If you live in a warm and wet climate, most houseplants will do fine with the standard humidity (30-50%) in your home. However, in colder and drier climates, chances are that you’ll need to help your houseplants out with some added humidity.
Below you’ll find a few techniques that can help you raise the humidity for your plants.
When looking to increase the humidity, of course, the first thing you probably think of is a humidifier. They’re very easy to use and don’t need a lot of upkeep if you choose wisely.
Recommendations for Choosing a Humidifier
Go filterless: No matter how much care you provide a humidifier filter with, there’s always a good chance that it will turn moldy on you. Furthermore, replacing the filters isn’t cheap.
Make sure the humidifier is the right size: Humidifiers are typically categorized by the size of the room they’ll be used in, so be sure to double check. It would be useless to buy a desk humidifier and assume that it will do the job in a 300 square foot room.
Ensure the humidifier can be easily cleaned: Shop around for a humidifier without a ton of extra pieces with little nooks and crannies. The trickiest part of cleaning a humidifier is removing the scale buildup from the water.
Check the noise and light: If the humidifier is going to be in a common area or bedroom, you’ll want to be able to sit down and relax without a constant noise in the background. Many humidifiers also come with lights that cannot be turned off, but you can simply put some tape over them.

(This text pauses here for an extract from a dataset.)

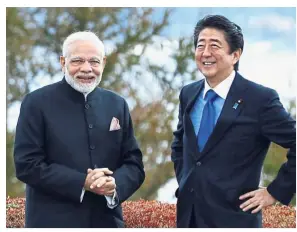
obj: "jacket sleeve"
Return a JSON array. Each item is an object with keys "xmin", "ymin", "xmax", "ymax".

Another good way to increase humidity in a small area is to create a pebble tray. This is exactly what it sounds like: a shallow tray lined with pebbles that a plant pit can sit on. The tray can be a shallow bowl, a plant saucer, or even a baking tray. Water is poured over the pebbles until it reaches just above the bottom of the pot.
You don’t want the pot in the water, but right on top of it. Placing the pot directly in the water can cause your plant to get too much water and become sick.
The only downside to this method is that you need to clean them often. The pebbles will grow algae and start to smell a little funky if you don’t wash them.
If your bathroom has a window, you should try and fit some plants in there. They’ll benefit from the extra humidity that your showers create and they’ll also make your bathroom look much nicer.
A sunny bathroom, with south, east, or west facing windows, is a great place for tropical plants. A bathroom that gets less sun because it has a north facing window is good for low-light plants such as spider plants, snake plants, and calatheas.